As a member of the Chevra Kadisha (burial society) when I lived in America, I couldn’t bear the image of my mom being prepared for burial. I had participated so many times and remembered the scene. It was a quiet room, brightly lit, with a name written on a chalkboard, the person whose body our team of five women would cleanse and purify for burial. We followed the rules, pronouncing various prayers at the appointed times along the way, and preserved the dignity of the person whose life had ended, keeping the body covered with a sheet as much as possible through the process. No! Not my mom! The only brief image that my mind would allow was Mom dressed in the stark white tachrichim (burial clothes), the shirt and pants, the bonnet on her head, a piece of broken pottery on each eye and on her mouth. It would not be difficult to transfer her from the table to the coffin, the lift not necessary for her child-like weight, divided by four hands gently placing her on the bed of straw in the waiting pine box and resting her head on a straw-filled pillow. Earth from the Holy Land would be sprinkled on her eyes, her heart, and reproductive area, and sprinkled all around her in her purified repose.

When I see the news on my computer home page, there are sometimes stories about births, but many more about deaths — young people with illnesses or habits that kept their lives short, people of different ages at the end of a full life, or those who were sliced out of our world by monstrous tragedies and atrocities.

I don’t know when I started to cry at those deaths of people who I never knew, but I have grieved privately from a distance with the countless families who would be mourning, whose lives would be changed forever. There are no adequate words when I succumb to the emotion of what the survivors must be going through. I have wondered how people get past unspeakable horrors that seem to always be present in our otherwise beautiful world.  Beyond our comprehension… Not for us to question…

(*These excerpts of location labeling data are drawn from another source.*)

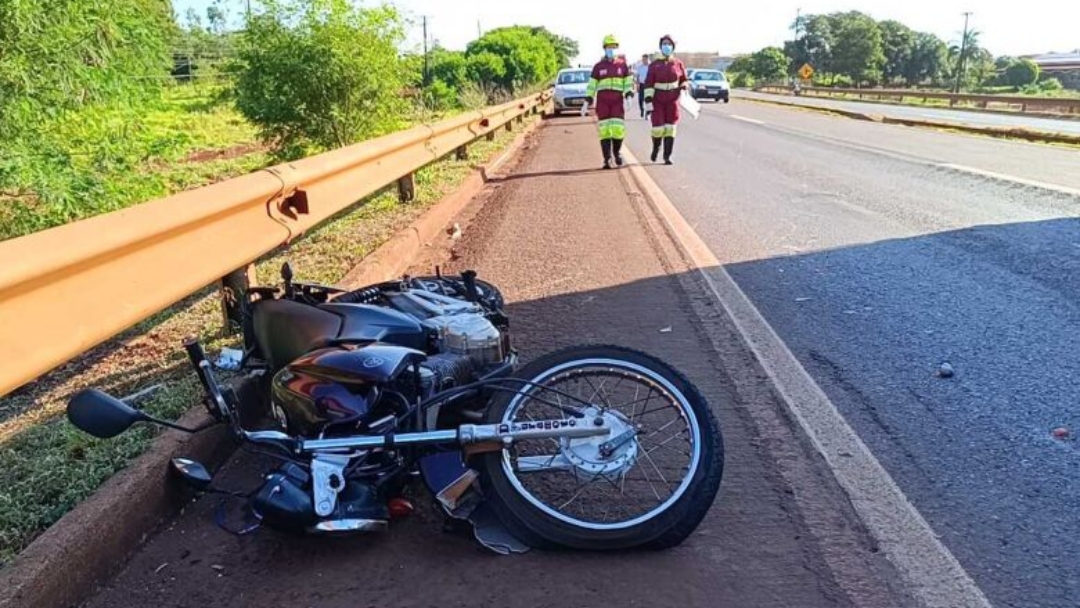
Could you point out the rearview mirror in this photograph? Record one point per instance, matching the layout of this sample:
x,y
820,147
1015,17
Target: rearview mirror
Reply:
x,y
102,415
191,472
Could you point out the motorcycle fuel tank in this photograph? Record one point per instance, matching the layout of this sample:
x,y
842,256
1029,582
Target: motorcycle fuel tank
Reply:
x,y
336,384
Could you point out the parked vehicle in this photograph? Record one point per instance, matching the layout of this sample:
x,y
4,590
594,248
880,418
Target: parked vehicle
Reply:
x,y
593,447
710,84
570,89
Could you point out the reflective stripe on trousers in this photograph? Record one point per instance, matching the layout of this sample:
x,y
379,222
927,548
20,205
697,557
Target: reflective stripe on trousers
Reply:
x,y
612,129
663,131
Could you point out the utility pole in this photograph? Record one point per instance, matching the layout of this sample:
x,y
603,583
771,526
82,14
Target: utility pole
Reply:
x,y
426,50
795,40
963,54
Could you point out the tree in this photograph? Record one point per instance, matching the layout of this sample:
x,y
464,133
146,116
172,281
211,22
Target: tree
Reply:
x,y
448,67
527,58
928,61
769,64
63,55
858,51
566,49
959,54
321,73
486,68
1022,72
982,69
815,44
898,43
216,17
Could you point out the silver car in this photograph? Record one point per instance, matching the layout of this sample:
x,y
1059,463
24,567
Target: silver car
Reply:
x,y
709,84
570,85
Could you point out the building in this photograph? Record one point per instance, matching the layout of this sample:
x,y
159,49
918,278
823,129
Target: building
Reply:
x,y
1063,66
706,61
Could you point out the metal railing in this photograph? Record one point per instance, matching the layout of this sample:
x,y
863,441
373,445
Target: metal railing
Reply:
x,y
69,288
1018,104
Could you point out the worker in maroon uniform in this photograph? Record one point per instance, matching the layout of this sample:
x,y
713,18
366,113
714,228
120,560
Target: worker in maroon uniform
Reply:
x,y
665,80
609,84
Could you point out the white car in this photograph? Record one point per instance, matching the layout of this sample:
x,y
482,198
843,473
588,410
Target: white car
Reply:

And not to question the blessing of having had my parents for so many wonderful years. I am thankful, even while it is necessary to come to terms with this new gap in the fabric of my family. I know it will mend. Eventually, I will be able to think about Mom without feeling grief at her loss. The local huddling this time only lasted until the end of shiva, the week of mourning that I spent in America with my sisters.  With me living in Israel, the geographical distance keeps us physically apart, but the threads that our parents wove around  us remain forever.

About the Author
Once a stay-at-home mother of four children, and now grandmother to 15, Barbara spent 50 years 'children watching.' For a decade, she provided childcare in her home and was also a substitute teaching assistant at Gan Ephraim Preschool in Columbus OH. Over a period of 23 years, she made 19 trips to Israel, finally fulfilling her dream of making aliyah in 2019. She pursues ongoing independent study of Torah.